I will probably end up rolling my own with Linux and Zoneminder.

------
lightstalker
Would also be interested in responses in this. Local electronics store sells
some KGuard combo packs such as
[http://www.kguardsecurity.com/us/p/ns801-4cw214h/](http://www.kguardsecurity.com/us/p/ns801-4cw214h/),
but it would be great to hear from the experiences of others.

------
runjake
Depending on your timeline, the AirVision stuff from ubnt.com might eventually
meet your goals. Their line currently doesn't do night vision, but it's
supposedly on the way Any Day Now(tm).

It's pretty flexible, good software, good motion detection, etc.

------
dm2
[http://www.amazon.com/s/?url=search-
alias%3Delectronics&fiel...](http://www.amazon.com/s/?url=search-
alias%3Delectronics&field-keywords=outdoor%20wireless%20camera)
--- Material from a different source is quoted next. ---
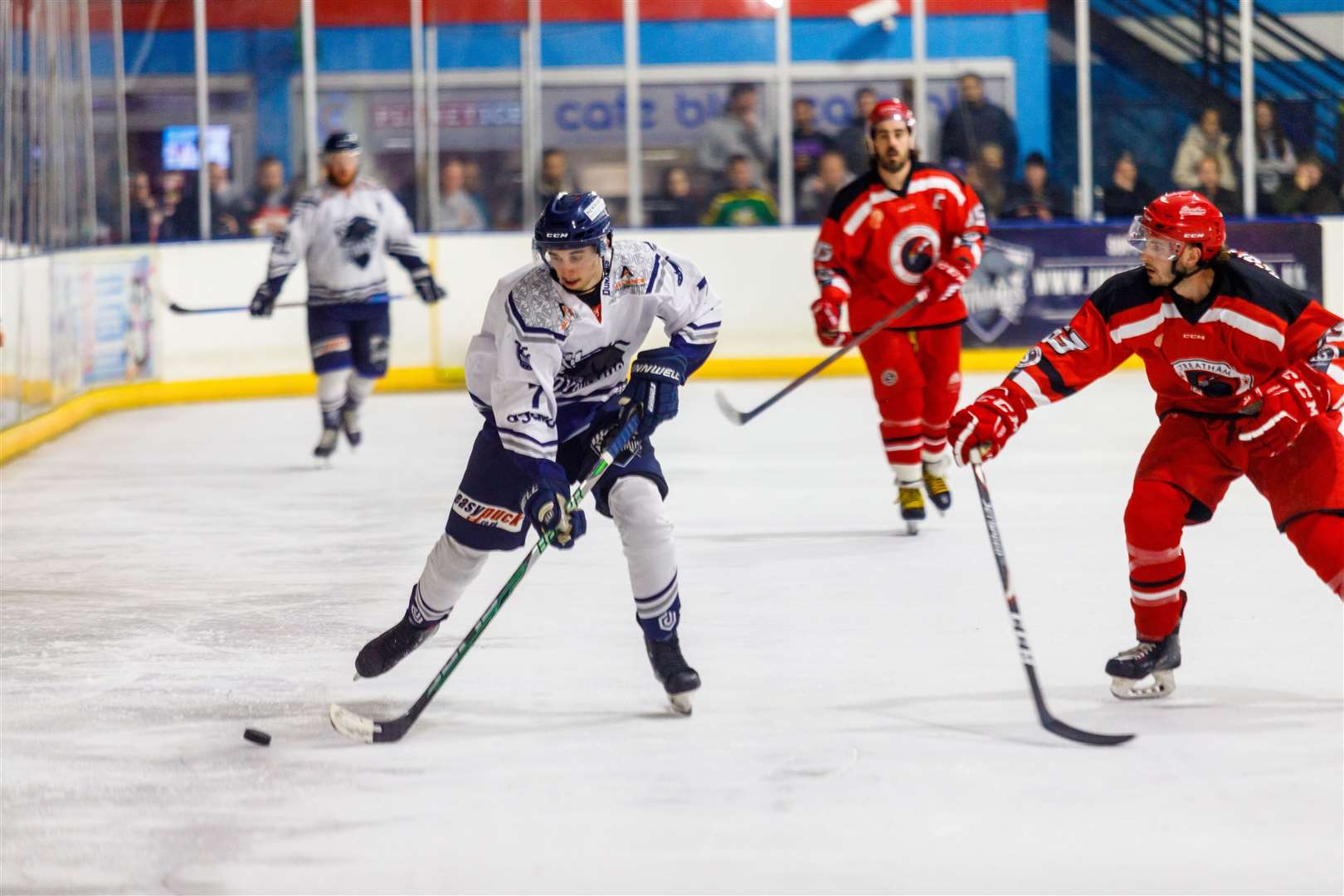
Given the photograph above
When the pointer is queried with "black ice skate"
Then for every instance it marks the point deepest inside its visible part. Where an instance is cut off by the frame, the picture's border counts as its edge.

Prices range from $35 to $140

------
nimajalali
Mobotix makes great cameras. Not the cheapest but their cameras have an
onboard computer which allows them to operate independently. Send emails,
upload to ftp, etc...

------
nakedrobot2
what kind of lens? should it zoom? should it be pannable and zoomable over the
internet?

what resolution? VGA? full HD? 2.5K?

motion detection?

microphone?

two-way microphone? (i.e. you can yell at the intruder in your kitchen from
the comfort of your office)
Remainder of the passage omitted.